Adherence scorer (Phase 1)scripts/score_adherence.py

  • Deterministic naming/casing/structure scoring, --repo / --diff, language-pluggable (Python first). A clean-vs-dirty separation gate guards calibration.

Conventions steering (Phase 2)

  • conventions.ymlbuild-context-map.py folds it into _meta.conventions → the context-surface hook surfaces a compact conventions block before source-file edits (role computed at runtime; even for files with no anchor entry) → ai-first-nudge advisory on casing/vague drift in the edit blob (not the whole file).
  • /conventions-init skill (15th) drafts conventions.yml; never invents house rules, never overwrites a populated file, Python-first casing.
  • Dogfooded on this repo (conventions.yml at root).
  • bench/conventions-eval/ documents the full-repo A/B protocol (the valid quality eval) + a score_diff helper.

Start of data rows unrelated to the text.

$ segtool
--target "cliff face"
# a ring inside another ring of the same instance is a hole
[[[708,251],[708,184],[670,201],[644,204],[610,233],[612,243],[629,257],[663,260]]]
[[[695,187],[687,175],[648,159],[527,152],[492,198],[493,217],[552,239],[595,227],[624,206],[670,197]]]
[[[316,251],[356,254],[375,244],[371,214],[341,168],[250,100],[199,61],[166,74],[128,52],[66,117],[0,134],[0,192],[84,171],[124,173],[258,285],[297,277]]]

The conventions parser ships a stdlib fallback (no PyYAML dependency); a review caught it dropping block-lists and that is fixed + tested.

Test plan

  • pytest tests/ -v — 177 passed, 0 failed, 0 skipped
  • python scripts/check_version_sync.py — OK
  • python scripts/gen-codex-agents.py --check — OK
  • CI: shellcheck (hook changes were not lint-checked locally), the new windows-latest pytest job, and full pytest on ubuntu — gated by this PR.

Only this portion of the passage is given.